The problem you need to solve here is pretty simple. You are give a function f(A, n), where A is an array of integers and n is the number of elements in the array. f(A, n) is defined as follows:

long long f( int A[], int n ) { // n = size of A

    long long sum = 0;

    for( int i = 0; i < n; i++ )

        for( int j = i + 1; j < n; j++ )

            sum += A[i] - A[j];

    return sum;

}

Given the array A and an integer n, and some queries of the form:

1)      0 x v (0 ≤ x < n, 0 ≤ v ≤ 10⁶), meaning that you have to change the value of A[x] to v.

2)      1, meaning that you have to find f as described above.

Input

Input starts with an integer T (≤ 5), denoting the number of test cases.

Each case starts with a line containing two integers: n and q (1 ≤ n, q ≤ 10⁵). The next line contains n space separated integers between 0 and 10⁶ denoting the array A as described above.

Each of the next q lines contains one query as described above.

Output

For each case, print the case number in a single line first. Then for each query-type "1" print one single line containing the value of f(A, n).

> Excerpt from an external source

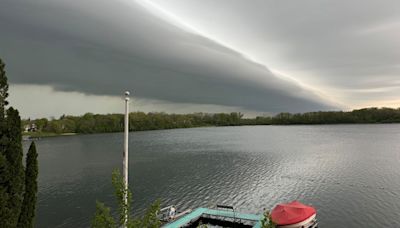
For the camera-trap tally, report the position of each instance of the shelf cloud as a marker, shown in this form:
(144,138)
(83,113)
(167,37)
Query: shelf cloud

Sample Input	Output for Sample Input
1 3 5 1 2 3 1 0 0 3 1 0 2 1 1	Case 1: -4 0 4

题解：我的思路本来是针对每次的修改，都在询问里面找值，不出意外肯定超时了，出来看了大神的题解，是针对每次修改再修改sum就妥了，比赛的时候就没想到。。。

代码：

#include<iostream>
#include<cstdio>
#include<cstring>
#include<cmath>
#include<algorithm>
#define mem(x,y) memset(x,y,sizeof(x))
using namespace std;
const int INF=0x3f3f3f3f;
const int MAXN=1e5+100;
typedef long long LL;
LL a[MAXN],b[MAXN];
int main(){
    int T,n,q,cnt=0;
    scanf("%d",&T);
    while(T--){
        scanf("%d%d",&n,&q);
        LL sum=0;
        for(int i=0;i<n;i++)scanf("%lld",a+i);
        sum=0;
        for(int i=n-1;i>=1;i--)sum+=a[i],b[i-1]=sum;
                //for(int i=0;i<n;i++)printf("%d ",b[i]);puts("");
        b[n-1]=0;
        sum=0;
        for(int i=0;i<n-1;i++)sum+=(a[i]*(n-i-1)-b[i]);
        mem(b,0);
        printf("Case %d:\n",++cnt);
        while(q--){
            int t,x,v;
            scanf("%d",&t);
            if(t){
                printf("%lld\n",sum);
                }
            else{
                scanf("%d%d",&x,&v);
                sum=sum+(v-a[x])*(n-x-1)-x*(v-a[x]);
                a[x]=v;
            }
        }
    }
    return 0;
}